Standard Tissue Histology Proves BBB Permeability and SM Target Specificity

To prove our SMs could traverse the circulation system, permeate the BBB, and specifically attack the α-synuclein diagnostic target protein, special transgenic mice developed to produce α-synuclein proteins were used in this experiment.

As seen in the top left image, the staining of brain tissue from a human Parkinson’s Patient demonstrating the Lewy body in the presence of the α-synuclein-Smart Molecule. In the absence of the SM, staining does not yield staining as seen in the top right image).

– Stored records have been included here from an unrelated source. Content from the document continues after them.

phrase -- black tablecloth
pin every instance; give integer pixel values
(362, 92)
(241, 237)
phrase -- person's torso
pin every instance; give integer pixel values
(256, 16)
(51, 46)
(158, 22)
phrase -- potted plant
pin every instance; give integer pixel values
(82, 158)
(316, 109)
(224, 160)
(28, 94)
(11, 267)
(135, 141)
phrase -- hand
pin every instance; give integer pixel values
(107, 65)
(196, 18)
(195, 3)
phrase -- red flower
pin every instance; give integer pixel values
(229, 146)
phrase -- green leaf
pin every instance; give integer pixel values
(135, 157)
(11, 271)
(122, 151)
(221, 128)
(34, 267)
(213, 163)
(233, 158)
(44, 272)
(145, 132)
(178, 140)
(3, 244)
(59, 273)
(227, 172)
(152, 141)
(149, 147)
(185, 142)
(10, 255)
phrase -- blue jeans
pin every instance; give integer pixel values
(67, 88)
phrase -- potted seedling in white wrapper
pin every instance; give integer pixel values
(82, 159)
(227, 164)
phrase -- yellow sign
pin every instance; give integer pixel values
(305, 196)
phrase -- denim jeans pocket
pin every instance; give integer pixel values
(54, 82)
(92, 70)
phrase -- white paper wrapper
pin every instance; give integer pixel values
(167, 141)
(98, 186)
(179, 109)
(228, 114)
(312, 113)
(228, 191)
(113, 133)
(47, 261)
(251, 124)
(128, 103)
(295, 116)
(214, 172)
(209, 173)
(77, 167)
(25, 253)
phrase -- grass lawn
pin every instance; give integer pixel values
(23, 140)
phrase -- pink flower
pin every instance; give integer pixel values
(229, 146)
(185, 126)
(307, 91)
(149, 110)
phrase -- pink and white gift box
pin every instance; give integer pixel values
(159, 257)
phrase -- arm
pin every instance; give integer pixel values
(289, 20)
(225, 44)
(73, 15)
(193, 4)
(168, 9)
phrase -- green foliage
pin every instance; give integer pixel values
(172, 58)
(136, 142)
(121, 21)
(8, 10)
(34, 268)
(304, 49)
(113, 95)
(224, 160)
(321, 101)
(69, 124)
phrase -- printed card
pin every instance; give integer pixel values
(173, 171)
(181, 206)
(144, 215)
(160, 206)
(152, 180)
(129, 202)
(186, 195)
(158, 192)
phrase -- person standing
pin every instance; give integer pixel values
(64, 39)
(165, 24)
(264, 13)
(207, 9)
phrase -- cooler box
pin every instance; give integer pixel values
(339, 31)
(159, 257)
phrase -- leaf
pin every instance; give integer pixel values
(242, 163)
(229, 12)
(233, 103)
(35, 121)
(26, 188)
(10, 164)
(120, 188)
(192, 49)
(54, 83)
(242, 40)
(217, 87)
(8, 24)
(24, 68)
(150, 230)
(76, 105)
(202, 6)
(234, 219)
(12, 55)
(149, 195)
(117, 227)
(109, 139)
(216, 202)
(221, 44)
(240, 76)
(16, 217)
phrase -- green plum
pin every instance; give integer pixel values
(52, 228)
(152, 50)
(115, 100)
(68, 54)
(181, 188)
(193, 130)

A single low dose (1.5 mg/Kg) of the α-synuclein SM was injected into the tail vein of the transgenic mouse, with the control being the classical mouse monoclonal antibody.

In the hands of Dr. Eliezer Masliah at the University of California, San Diego, the tail vein injection of the α-synuclein mouse monoclonal antibody could not be detected (left panel). The α-synuclein SM however could be detected along with aggregates and lewy body like deposits, showing that the SM has traversed the BBB and reached it’s target while the monoclonal antibody has not.

The result of the experiments performed on the transgenic mice give us an increased level of hope and guarantee a greater outcome of success when we commence human trials.